My new 3 year old hates swim lessons, he is fine in the pool with us, his family, if his feet are touching the bottom. But after two mornings of 30 min lessons he now refuses to get in the water. Any tips…? I let him hold his favorite swim toy, and he gets his fav candy at the end of each lesson if he stays in the water. (I have also tried to drop off and leave and also drop off and stay).
It could be that he realizes he isn’t on the ground and is dealing with some gravitational insecurity which is developmental (although I’m not sure when it occurs). My guy has started doing the same thing in the pool with me although if I’m holding him he tends to be ok. I would try getting him used to being in with someone holding him securely and then easing him into it. I’d love to hear other suggestion from people though!
Hi @Laura1! I am actually lifeguarding this summer and have worked with several children who are nervous about the water.
A few suggestions:
You can get in the water with him. He obviously trusts you and if you are there, it might help him if you initially get in and the instructor tells you what to do and you are the one who guides your child for a bit to help him adjust.

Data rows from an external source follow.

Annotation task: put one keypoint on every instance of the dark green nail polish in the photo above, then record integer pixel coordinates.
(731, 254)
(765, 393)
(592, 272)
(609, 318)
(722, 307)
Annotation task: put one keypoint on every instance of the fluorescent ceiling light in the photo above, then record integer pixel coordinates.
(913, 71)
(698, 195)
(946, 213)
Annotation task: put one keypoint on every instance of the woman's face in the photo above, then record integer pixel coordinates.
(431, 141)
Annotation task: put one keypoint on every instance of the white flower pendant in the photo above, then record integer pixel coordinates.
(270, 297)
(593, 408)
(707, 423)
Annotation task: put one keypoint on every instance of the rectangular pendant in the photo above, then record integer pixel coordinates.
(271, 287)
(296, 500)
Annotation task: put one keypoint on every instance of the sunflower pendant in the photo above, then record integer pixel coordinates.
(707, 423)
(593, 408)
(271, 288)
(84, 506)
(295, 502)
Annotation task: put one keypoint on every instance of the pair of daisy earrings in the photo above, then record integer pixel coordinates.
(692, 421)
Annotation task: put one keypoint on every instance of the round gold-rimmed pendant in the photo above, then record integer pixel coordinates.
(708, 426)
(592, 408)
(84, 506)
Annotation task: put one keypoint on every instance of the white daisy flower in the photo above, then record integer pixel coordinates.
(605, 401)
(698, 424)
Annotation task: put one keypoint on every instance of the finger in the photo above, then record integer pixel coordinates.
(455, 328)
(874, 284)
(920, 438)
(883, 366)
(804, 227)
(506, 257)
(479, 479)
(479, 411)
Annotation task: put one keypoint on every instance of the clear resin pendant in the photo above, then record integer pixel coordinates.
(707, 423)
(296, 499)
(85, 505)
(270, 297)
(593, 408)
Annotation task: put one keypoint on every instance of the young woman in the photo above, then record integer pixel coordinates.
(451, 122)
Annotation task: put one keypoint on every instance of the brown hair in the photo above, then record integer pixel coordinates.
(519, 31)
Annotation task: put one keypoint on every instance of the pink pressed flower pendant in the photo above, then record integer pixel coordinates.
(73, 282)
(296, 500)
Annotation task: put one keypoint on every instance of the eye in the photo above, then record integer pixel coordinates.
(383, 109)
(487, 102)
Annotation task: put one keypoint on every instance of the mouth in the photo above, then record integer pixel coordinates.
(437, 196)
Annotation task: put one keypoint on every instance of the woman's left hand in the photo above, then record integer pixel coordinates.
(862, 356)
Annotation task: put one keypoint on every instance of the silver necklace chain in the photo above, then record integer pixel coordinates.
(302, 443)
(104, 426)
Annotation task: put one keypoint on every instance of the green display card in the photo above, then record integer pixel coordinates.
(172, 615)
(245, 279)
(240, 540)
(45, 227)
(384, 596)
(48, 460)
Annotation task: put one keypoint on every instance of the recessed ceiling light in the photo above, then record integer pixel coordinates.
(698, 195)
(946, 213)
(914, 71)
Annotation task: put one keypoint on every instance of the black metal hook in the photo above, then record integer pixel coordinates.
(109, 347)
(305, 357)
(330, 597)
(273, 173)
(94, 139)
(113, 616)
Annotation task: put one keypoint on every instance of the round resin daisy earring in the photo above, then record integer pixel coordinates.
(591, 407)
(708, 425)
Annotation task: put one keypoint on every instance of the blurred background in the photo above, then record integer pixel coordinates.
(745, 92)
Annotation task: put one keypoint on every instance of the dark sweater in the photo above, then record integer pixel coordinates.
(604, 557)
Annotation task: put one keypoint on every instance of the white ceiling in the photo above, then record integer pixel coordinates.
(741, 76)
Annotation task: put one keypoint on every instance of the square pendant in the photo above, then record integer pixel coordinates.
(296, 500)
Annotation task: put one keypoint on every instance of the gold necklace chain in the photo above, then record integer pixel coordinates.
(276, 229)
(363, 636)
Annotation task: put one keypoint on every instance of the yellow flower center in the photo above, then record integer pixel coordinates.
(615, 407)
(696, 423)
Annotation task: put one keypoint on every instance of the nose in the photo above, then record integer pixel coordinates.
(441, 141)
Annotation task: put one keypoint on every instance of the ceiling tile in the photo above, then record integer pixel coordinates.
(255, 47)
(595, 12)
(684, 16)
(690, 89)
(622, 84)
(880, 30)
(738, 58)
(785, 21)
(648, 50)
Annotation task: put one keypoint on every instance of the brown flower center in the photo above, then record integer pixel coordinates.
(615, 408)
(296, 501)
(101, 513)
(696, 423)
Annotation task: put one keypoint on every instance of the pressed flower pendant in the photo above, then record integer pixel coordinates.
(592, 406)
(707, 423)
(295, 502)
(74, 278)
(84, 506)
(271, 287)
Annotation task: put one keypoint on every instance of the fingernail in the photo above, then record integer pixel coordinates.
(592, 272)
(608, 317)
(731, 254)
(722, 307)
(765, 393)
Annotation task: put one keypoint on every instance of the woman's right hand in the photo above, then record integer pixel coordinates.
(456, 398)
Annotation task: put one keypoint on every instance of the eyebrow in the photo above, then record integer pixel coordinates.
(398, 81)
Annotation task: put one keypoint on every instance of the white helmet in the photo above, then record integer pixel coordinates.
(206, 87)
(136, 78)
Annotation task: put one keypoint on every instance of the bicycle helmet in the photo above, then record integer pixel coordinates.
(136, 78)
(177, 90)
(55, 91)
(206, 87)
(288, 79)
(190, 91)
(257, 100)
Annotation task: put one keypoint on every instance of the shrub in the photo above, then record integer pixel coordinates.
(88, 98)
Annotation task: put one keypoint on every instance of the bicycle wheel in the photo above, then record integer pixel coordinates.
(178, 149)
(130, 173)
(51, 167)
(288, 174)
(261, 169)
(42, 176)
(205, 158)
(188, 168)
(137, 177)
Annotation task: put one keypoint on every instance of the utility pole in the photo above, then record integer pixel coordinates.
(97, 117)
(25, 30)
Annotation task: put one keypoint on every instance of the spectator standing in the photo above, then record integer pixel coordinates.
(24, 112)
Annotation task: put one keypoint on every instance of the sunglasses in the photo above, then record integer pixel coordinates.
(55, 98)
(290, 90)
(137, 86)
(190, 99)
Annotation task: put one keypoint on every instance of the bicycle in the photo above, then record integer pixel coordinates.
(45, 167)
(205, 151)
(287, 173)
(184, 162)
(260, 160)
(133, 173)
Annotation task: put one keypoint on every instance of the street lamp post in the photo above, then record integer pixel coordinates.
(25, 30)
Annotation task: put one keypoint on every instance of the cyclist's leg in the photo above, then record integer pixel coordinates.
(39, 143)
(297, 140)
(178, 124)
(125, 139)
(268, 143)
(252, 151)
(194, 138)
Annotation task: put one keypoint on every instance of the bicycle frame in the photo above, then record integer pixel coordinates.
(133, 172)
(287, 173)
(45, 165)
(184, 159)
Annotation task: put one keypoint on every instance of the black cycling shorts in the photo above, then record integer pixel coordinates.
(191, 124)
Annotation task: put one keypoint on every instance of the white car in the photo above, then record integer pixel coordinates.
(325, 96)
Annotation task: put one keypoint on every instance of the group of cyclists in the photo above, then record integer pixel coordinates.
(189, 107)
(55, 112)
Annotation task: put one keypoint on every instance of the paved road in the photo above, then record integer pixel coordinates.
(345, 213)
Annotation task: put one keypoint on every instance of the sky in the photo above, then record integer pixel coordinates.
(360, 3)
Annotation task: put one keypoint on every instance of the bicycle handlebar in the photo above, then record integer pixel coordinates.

Sometimes we have to backtrack to make progress. Start with just toes in the water. Maybe then sitting on a step and then standing on the step with the water waist high. If a child doesn’t feel safe, it’s very hard to make any progress, so slowing down and going back to the basics can be very helpful.
You or the instructor can hold him very securely in the pool, then once he is calm, adjust slowly like asking him to let go of you to touch the wall with one hand. Then with two hands….slowly slowly allowing him to feel that you or the instructor are keeping him safe but encouraging him to move more freely in the water.
If he’s in the water and uncomfortable, try counting to 5 or 10 then going back to the wall, or singing a song like “twinkle twinkle little star” then going back to the wall. Praise him that he accomplished that length of time. It can help children knowing that there’s a finite time that they will feel the discomfort.
Hope this is a bit helpful! Keep us posted on his progress.